In this study the effects of temperature on growth, development and yolk
utilisation of Atlantic salmon during the endogenous feeding period were explored,
considering (1) the effect of the incubation temperature on larval growth; and (2) the
effect of temperature on embryonic mortality and thermal tolerance.

Materials and methods

Experimental eggs and alevins were obtained from a multiparental stock. Parent fish
were obtained from Autumn-run anadromous individuals captured in three neigh-
bouring rivers of Asturias (Northern Spain; rivers Narcea, Sella and Cares) and
reared until ripe in a river-fed hatchery (Aspro; Sella basin). As efficiency in yolk
utilisation is not constant throughout development (Marr, 1966; Hodson and Blunt,
1986; Heming and Buddington, 1988), we checked temperature effects at three
different stages, defined by the relative dry weight of yolk with respect to total dry
weight (i.e. yolk 1 body dry weights).
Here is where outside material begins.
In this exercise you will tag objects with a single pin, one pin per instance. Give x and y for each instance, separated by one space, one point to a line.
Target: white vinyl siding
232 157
The developmental stages considered were:
non-hatched embryos with 96.2% average yolk dry weight (hereafter ‘eggs’, even
though by the end of the experimental period they had hatched at all temperatures);
recently hatched alevins, 72.9% average yolk dry weight; and more developed
alevins, 20.6% average yolk dry weight (hereafter ‘alevin 1’ and ‘alevin 2’,
respectively). For the same reason, we delimited a short experimental time (8 days),
so avoiding the integration of periods with distinct developmental processes.
Eight target temperatures were considered (4, 7, 10, 12, 14, 16, 19 and 22 °C),
including the range of usual temperatures found in rivers of northern Spain
throughout the annual cycle. Actual mean (SD) temperatures, each achieved by
placement of a chiller or heater unit connected to a thermostat, were: 3.8 (0.1), 7.4
(0.4), 10.4 (0.5), 12.1 (1.0), 13.6 (0.2), 16.0 (1.4), 19.1 (0.7), and 22.2 (1.1). Water
temperature in the hatchery during the previous 2 months (including the period from
egg fertilisation to the start of the experiment), averaged 10.2 (0.9) °C, with a range
between 8–13 °C. For 5 days eggs and alevins were taken to the experimental
temperatures by slowly warming or cooling from the hatchery temperature.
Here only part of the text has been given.